O rei Bhumibol Adulyadej and his wife Thai Queen Sirikit
O rei Bhumibol Adulyadei e a sua esposa, rainha Sirikit, durante uma parada em Bangkok, quando o monarca completou 80 anos. EPA / Narong Sangnak

A cerimônia fúnebre de Bhumibol Adulyadei, ou Rama IX, falecido em 13 de outubro de 2016 após setenta anos de reinado, ocorre de 25 a 29 de outubro. Poucos sabem que o rei tailandês passou uma boa parte da sua infância e juventude na Suíça. Uma retrospectiva.

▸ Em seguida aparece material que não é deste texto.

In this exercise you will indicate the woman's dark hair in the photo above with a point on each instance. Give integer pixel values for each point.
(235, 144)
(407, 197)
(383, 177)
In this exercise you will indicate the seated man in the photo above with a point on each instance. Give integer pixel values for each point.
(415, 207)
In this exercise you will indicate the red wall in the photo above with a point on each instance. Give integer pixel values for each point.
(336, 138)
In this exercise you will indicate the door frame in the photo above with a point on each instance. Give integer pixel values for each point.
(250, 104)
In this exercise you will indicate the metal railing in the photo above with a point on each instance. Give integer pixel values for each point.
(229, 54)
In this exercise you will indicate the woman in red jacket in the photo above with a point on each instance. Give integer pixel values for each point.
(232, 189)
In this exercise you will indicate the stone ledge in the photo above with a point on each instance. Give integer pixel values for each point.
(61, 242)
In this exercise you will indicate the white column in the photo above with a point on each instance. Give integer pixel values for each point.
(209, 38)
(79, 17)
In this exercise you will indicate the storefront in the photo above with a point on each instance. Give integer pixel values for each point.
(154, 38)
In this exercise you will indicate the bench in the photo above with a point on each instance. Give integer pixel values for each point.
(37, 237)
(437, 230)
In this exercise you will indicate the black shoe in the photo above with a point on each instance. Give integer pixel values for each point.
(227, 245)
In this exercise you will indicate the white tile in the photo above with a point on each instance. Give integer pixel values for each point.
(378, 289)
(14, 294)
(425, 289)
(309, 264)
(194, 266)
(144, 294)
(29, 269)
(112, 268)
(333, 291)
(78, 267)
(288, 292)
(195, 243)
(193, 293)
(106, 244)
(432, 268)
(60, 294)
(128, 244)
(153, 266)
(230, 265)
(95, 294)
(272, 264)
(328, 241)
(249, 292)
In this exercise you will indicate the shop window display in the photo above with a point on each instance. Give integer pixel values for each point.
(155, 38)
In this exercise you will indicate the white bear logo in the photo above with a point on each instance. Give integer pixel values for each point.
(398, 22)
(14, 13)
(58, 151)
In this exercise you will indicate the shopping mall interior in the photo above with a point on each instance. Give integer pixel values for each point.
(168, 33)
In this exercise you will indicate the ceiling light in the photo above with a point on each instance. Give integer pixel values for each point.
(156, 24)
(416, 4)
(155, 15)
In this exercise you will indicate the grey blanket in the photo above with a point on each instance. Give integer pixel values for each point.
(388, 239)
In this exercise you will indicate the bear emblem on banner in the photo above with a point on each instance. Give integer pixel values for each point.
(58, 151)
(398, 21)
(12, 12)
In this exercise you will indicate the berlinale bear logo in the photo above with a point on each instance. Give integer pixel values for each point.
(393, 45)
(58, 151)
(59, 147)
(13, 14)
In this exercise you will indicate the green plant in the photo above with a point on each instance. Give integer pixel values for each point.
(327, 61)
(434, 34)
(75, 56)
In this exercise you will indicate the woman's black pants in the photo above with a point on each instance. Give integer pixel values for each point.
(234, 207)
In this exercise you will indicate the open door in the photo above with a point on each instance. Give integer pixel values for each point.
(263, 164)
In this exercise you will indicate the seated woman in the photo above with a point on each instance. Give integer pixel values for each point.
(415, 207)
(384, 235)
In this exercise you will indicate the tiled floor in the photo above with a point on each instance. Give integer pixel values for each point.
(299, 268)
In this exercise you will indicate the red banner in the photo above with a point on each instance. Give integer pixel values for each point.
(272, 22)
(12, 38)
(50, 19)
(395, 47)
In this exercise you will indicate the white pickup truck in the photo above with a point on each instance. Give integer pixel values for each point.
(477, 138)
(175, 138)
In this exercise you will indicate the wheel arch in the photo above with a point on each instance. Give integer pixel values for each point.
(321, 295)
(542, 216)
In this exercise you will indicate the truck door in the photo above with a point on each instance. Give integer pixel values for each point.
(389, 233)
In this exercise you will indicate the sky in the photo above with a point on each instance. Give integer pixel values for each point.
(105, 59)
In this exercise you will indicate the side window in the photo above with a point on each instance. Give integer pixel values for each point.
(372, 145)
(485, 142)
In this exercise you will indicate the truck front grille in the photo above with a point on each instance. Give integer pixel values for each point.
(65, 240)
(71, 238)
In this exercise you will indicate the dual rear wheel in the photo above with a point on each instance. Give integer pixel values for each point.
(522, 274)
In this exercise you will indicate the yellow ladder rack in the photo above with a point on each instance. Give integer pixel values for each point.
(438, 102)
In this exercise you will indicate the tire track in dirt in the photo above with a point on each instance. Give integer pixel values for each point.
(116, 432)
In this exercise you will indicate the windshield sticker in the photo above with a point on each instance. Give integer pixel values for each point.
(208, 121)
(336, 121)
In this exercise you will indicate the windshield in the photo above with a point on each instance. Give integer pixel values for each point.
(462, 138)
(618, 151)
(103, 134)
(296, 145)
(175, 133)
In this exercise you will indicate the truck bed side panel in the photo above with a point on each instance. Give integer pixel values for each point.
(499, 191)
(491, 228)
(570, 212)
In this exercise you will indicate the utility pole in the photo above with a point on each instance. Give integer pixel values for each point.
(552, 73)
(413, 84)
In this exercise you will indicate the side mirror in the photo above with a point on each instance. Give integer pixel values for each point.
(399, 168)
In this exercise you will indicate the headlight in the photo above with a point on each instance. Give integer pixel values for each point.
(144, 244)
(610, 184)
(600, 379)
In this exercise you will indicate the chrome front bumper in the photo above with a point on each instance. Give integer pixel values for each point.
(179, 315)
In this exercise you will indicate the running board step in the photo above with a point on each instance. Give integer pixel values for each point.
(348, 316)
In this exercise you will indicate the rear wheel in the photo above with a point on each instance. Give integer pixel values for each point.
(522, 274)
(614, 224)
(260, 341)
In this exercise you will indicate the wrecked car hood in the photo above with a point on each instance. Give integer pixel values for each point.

O rei, adorado como uma divindade, tinha fortes laços com a Suíça. Ele nasceu em Cambridge (no estado do Massachusetts, Estados Unidos). Quando seu pai morreu em 1933, Bhumibol tinha apenas cinco anos de idade. Sua mãe, a princesa Mahidol, de 29 anos, mudou-se para Lausanne com seus três filhos. O irmão mais velho Ananda, neto do rei Rama V, deveria carregar a coroa de sua majestade. Mas essa perspectiva não o inspirava muito: “Não estou feliz em me tornar rei. Gostaria mais de me divertir”, confessou o príncipe.

Premonição fatal? Em junho de 1946, Ananda foi encontrado morto baleado em sua cama no palácio de Bangkok. Seu irmão de dois anos, que se tinha se formado em direito em Lausanne, herdaria o trono.

Em 1933, a família real se instalou em um apartamento da cidade de Lausanne, mais tarde na mansão Vadhana, em Pully. Um casal foi empregado para cuidar da cozinha e jardinagem. Os dois irmãos Ananda e Bhumibol frequentaram uma escola particular. Já a irmã Galyani frequentava uma escola pública de em Villamont. “A única diferença entre nós e eles é que íamos para a escola de bicicleta. Eles eram levados por seus professores particulares em um grande carro com pneus brancos”, lembra um ex-aluno.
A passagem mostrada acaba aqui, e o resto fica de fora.